Monday, February 11, 2013


PHENOMENALITY: *marvelous*
FRYEAN MYTHOS: *adventure*

These two Italian action-flicks, both directed by sometime-cult director Enzo G. Castellari, are little more than enjoyably trashy takes on earlier American films, particularly 1979's THE WARRIORS and 1981's ESCAPE FROM NEW YORK.

From THE WARRIORS Castellari and his collaborators essentially took the notion of colorfully costumed gangs battling one another.  The 1979 Walter Hill film takes place in a modern-day setting, however, so the essential concept of both films is more properly derived from John Carpenter's 1981 effort.  Both Castellari films take place in an oppressive future society where the gangs are posited as revolutionary forces against the tyrants. 

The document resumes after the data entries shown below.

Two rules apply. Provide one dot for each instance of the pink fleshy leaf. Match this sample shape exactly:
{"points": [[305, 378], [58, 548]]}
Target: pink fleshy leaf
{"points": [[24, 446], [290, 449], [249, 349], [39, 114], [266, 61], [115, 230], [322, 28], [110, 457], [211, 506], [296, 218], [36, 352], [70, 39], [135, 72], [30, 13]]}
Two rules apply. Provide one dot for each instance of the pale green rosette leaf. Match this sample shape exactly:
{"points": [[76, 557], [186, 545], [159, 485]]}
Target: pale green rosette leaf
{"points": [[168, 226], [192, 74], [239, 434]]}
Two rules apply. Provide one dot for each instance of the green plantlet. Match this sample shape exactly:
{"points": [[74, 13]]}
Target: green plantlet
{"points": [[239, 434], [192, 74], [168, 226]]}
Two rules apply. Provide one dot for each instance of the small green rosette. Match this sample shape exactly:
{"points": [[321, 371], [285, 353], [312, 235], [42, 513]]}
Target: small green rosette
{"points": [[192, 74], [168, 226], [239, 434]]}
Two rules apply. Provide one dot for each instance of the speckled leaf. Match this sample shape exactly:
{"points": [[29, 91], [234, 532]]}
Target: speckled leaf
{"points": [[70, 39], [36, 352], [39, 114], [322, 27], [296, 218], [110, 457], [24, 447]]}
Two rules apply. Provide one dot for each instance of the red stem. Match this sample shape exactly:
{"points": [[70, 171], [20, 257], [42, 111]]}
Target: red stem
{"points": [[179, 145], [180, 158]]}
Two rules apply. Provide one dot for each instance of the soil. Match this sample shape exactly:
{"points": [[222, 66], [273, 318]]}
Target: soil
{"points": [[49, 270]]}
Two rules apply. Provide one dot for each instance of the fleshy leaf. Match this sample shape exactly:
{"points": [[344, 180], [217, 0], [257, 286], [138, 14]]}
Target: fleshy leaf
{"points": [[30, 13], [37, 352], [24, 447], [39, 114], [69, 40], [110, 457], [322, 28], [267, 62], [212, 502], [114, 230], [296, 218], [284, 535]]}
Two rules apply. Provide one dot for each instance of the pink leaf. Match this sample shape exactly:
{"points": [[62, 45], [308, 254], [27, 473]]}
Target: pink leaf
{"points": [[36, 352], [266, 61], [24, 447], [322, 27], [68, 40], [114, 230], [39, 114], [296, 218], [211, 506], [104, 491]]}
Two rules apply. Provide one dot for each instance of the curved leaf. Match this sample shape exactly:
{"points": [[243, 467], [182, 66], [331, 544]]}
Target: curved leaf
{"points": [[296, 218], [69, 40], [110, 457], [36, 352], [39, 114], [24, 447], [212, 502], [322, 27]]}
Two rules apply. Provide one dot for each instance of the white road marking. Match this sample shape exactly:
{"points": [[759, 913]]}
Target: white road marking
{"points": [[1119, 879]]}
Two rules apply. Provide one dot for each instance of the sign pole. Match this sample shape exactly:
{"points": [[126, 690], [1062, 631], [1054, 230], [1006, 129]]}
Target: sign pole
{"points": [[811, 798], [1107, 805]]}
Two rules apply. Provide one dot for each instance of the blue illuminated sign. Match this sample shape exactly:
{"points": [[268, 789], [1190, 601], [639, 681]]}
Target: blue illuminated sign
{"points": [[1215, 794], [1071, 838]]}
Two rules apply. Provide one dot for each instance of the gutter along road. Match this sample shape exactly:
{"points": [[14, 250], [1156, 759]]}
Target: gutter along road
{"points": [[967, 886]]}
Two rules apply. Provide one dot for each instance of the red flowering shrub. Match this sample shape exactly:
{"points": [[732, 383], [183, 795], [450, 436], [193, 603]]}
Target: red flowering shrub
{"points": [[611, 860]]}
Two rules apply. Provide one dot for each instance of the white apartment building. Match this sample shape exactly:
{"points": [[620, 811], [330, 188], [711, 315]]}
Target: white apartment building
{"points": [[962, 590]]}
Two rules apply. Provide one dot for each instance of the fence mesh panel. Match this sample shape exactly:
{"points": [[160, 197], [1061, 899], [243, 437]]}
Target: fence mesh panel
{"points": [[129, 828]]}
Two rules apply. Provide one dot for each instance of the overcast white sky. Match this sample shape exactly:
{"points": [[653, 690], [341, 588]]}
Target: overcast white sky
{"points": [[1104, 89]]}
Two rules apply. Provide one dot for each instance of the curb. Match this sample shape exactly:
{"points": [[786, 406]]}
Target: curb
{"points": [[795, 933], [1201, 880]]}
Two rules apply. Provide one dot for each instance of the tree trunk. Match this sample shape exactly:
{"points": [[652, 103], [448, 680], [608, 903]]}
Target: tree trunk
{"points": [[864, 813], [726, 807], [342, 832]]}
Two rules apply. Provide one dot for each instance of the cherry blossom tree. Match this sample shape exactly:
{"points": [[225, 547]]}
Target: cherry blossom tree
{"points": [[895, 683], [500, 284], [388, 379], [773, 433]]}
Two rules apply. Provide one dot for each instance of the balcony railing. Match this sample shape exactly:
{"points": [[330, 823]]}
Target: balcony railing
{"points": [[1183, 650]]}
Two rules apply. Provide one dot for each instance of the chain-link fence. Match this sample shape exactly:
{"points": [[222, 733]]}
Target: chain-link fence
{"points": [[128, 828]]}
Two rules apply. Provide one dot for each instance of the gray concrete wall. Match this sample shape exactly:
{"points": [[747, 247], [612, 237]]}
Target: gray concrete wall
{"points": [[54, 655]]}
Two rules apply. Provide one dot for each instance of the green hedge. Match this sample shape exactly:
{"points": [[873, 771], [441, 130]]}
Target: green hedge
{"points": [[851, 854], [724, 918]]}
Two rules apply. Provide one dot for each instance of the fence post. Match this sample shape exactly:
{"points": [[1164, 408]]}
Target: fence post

The main plot-thread of ESCAPE FROM NEW YORK is that the hero is obliged to venture into hostile territory to save the President of the United States from the inhabitants of New York, now a massive high-security prison.  The first Castellari film, 1990: THE BRONX WARRIORS, keeps the basic idea that a person of influence-- in this case a wealthy heiress--- blunders into the "no man's land" of New York's Bronx, which is entirely ruled by the aforementioned Halloween-costumed gangs.  She's saved by Trash, the more or less beneficient leader of  a group called the Riders.  However, instead of negotiating with the Riders for the heiress' release, the government sends a hired mercenary named Hammer (Vic Morrow) to re-acquire the heiress (essentially altering the heroic character played by Kurt Russell in the Carpenter flick to an outright villain).  The hero, played by Mark Gregory, has a moderate raffish charm but the film benefits more from seasoned performers like Morrow and Fred Williamson, and some decent costume-designs.

ESCAPE FROM THE BRONX ratchets up the sense of social inequity as the tyrannical government decides to force all inhabitants from the Bronx before razing it for a future development project.  Trash is again the hero, though he's lost his old gang; however, he recruits new adherents in his efforts to force the government out of his stomping-grounds and return the power to the gangs. The scenes in which the fascist cops are expelling the innocent lowlifes from their homes are the more potent sequences, but ESCAPE looks like it was shot with much less attention to action scenes and costumes, while between the shooting of the two films Mark Gregory managed to lose some of the sculpted musculature that made him look like a dystopian version of Italy's Maciste. Henry Silva is on hand in a role that duplicates that of Vic Morrow, but he's more subdued and therefore much less effective.